Posted by Anônimo Categories: Marcadores: , , ,

Os negros norte-americanos, enquanto laboravam nos campos de algodão, cantavam. As canções de trabalho (work songs) eram na verdade quase gritos vindo de plantações dos Estados do sul norte-americano.

A tristeza das melodias entoadas pelos escravos ajudou na elaboração do nome desse tipo de música: “The Blues”. É importante ressaltar que , além de significar “azul”, tal palavra também pode ser traduzida como “tristeza” e “melancolia”.

As letras do chamado Blues discorriam sobre vários temas, tinha tom irônico, bom humor, sensual idade mas, paradoxalmente, era melancólico. Por muitas vezes com temas religiosos e carregado de poesia, esse tipo de canto funcionava como uma válvula de escape para o sentimento de tristeza decorrente daquele tipo de existência encarcerada.

Entrementes, os negros escravizados no Brasil, nos raros momentos de lazer, batucavam e dançavam ao som do Lundu, ritmo africano nascido na Angola e no Congo . A dança era descrita na época como libidinosa e indecente.

Como o passar do tempo esse ritmo começou a misturar-se com outros ritmos mais populares entre os brancos, como o maxixe, e a ser acompanhado por violão. Por causa disso tornou-se mais popular e entrou nos salões de dança da época.

O Blues foi o elemento decisivo para o surgimento do rock, ritmo mais popular americano, assim como o Lundu foi essencial para o surgimento do nosso mundialmente popular Samba.

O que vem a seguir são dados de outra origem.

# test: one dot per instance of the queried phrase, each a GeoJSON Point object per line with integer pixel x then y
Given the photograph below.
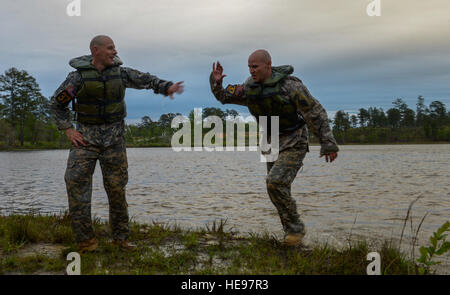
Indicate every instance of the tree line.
{"type": "Point", "coordinates": [25, 120]}
{"type": "Point", "coordinates": [398, 124]}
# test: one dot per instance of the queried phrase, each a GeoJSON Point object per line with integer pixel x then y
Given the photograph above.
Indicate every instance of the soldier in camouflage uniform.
{"type": "Point", "coordinates": [96, 90]}
{"type": "Point", "coordinates": [272, 91]}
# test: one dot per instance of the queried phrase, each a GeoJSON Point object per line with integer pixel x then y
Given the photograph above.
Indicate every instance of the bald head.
{"type": "Point", "coordinates": [99, 41]}
{"type": "Point", "coordinates": [260, 65]}
{"type": "Point", "coordinates": [261, 55]}
{"type": "Point", "coordinates": [103, 52]}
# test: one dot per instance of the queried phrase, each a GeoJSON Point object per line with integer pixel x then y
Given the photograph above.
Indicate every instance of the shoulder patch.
{"type": "Point", "coordinates": [236, 90]}
{"type": "Point", "coordinates": [66, 95]}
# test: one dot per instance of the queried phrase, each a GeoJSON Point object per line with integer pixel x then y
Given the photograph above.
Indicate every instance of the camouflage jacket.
{"type": "Point", "coordinates": [310, 109]}
{"type": "Point", "coordinates": [103, 134]}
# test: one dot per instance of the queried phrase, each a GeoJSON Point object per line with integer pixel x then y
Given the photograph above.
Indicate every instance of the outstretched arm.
{"type": "Point", "coordinates": [315, 116]}
{"type": "Point", "coordinates": [233, 94]}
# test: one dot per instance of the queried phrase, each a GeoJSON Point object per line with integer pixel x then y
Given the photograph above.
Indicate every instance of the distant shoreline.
{"type": "Point", "coordinates": [18, 149]}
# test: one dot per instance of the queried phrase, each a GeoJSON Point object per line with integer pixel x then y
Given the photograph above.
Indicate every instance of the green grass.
{"type": "Point", "coordinates": [164, 249]}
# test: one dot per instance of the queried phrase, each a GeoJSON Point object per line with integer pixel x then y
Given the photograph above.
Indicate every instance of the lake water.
{"type": "Point", "coordinates": [364, 193]}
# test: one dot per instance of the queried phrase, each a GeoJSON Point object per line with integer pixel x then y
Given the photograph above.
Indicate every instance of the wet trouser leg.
{"type": "Point", "coordinates": [113, 161]}
{"type": "Point", "coordinates": [78, 178]}
{"type": "Point", "coordinates": [280, 175]}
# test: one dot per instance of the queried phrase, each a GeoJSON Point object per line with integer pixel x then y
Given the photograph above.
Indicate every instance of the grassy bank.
{"type": "Point", "coordinates": [34, 244]}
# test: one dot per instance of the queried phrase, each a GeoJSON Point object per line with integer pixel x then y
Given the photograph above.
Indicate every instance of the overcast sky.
{"type": "Point", "coordinates": [347, 59]}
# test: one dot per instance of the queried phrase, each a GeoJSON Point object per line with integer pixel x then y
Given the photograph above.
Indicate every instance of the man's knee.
{"type": "Point", "coordinates": [275, 182]}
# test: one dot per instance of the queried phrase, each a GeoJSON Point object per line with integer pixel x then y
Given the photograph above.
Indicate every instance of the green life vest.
{"type": "Point", "coordinates": [100, 99]}
{"type": "Point", "coordinates": [267, 99]}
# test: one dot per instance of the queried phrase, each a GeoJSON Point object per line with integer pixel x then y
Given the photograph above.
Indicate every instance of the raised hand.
{"type": "Point", "coordinates": [218, 72]}
{"type": "Point", "coordinates": [175, 88]}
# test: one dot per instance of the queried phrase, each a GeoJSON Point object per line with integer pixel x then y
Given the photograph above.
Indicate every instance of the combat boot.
{"type": "Point", "coordinates": [294, 240]}
{"type": "Point", "coordinates": [88, 245]}
{"type": "Point", "coordinates": [124, 245]}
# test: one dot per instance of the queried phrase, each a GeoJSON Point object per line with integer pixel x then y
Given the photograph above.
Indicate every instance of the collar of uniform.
{"type": "Point", "coordinates": [84, 62]}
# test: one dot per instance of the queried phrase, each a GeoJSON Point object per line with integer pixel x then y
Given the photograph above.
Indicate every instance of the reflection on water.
{"type": "Point", "coordinates": [366, 192]}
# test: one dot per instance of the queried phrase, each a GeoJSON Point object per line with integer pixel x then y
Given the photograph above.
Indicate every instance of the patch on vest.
{"type": "Point", "coordinates": [236, 90]}
{"type": "Point", "coordinates": [66, 95]}
{"type": "Point", "coordinates": [303, 102]}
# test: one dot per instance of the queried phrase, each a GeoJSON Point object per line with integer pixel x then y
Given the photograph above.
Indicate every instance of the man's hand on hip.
{"type": "Point", "coordinates": [330, 157]}
{"type": "Point", "coordinates": [75, 137]}
{"type": "Point", "coordinates": [175, 88]}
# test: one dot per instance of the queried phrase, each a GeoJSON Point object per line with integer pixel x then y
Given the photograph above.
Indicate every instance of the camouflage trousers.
{"type": "Point", "coordinates": [78, 177]}
{"type": "Point", "coordinates": [280, 175]}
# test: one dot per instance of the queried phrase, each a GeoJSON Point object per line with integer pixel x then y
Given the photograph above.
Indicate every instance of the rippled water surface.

Com certeza uma das principais características em comum é que essas manifestações musicais foram maneiras de amenizar e até ‘racionalizar’ a condição de vida do trabalho escravo de um povo de cultura rica que veio a este novo continente para viver uma vida sub-humana.

Mas há outros pontos de ligação entre o bluesman e o sambista:

A figura do malandro no samba (olha que falo de malandro, gente bamba de verdade) é também muito parecida com a do bluesman: terno, gravata, chapéu, cabelo com gumex (tipo de ‘gel’ para cabelo), sapato bicolor brilhante, sorriso faceiro, dosagem alcoólica nem sempre bem controlada, fidelidade à vida boêmia, mas nem sempre a monogamia , gírias e vida dedicada à música que, apesar de suas particularidades, guardam muitas semelhanças em alguns temas:

  • Vida boêmia:

“My feet is sore /I can’t hardly wear my shoes / out last night, wild women /and it give me the big nigth blues” (Big Night Blues, Blind Lemon Jefferson)

“No dia em que apareci no mundo / juntou uma porção de vagabundo da orgia / de noite teve samba e batucada / que acabou na madrugada...” (Na batucada da vida , Ary Barrosso)

  • Mulheres:

“Now we played on the sofá / Now we played beside beside the wall / my needles have got rustly, baby / they Will not play at all” (Gramophone Blues, Robert Johnson – o gramofone como uma metáfora)

“Já tive mulheres de todas as cores / De várias idades de muitos amores / Com umas até certo tempo fiquei / Pra outras apenas um pouco me dei...” (Mulheres, Martinho da Vila)

  • Tristeza:

“When the train /rolled upthe station I looked her in the eye / well I was lonesome / and I could not help but cry / all my Love in vain...” (Love in vain, Robert Johnson)

“A luz negra de um destino cruel / Ilumina o teatro sem cor / onde estou desempenhando / o papel de palhaço do amor” (Luz negra, Nelson Cavaquinho)


Alguns vídeos de tristeza do Blues e do Samba:


Dark Was The Night, Cold Was the Ground

(incluida na sonda Voyager que foi ao espaço em 77)

Cazuza cantando Cartola


3 Comentario para Improváveis Conexões – Samba e Blues

31 de julho de 2009 às 09:00

Cara, muito bom esse artigo Carlos (ou Caio), muito "científico"! Com certeza, você foi muito feliz na comparação. De uns tempos pra cá também tenho pensado em algo nesse sentido, principalmente depois de ter me deparado com alguns documentos do século XIX (no meu exercício de historiador), encontrados no Arquivo Público de MT, em que constam um certo desconforto das autoridades da época, com as "batucadas" dos negros, escravos na época. Estas, na minha opinião, podem tanto ter sido formas de amenizar o "cativeiro", como também de auto-afirmação, individual, cultural ou mesmo de um grupo.

no mais, parabéns mais uma vez por socializar teu conhecimento conosco!

31 de julho de 2009 às 09:45

Excelente artigo mesmo!!!!

1 de agosto de 2009 às 13:36

Tirando o Cazuza, que é paia pacaraio, o artigo ficou lindo e maravilhoso!!!!! PRABÉNS, meu povo !!!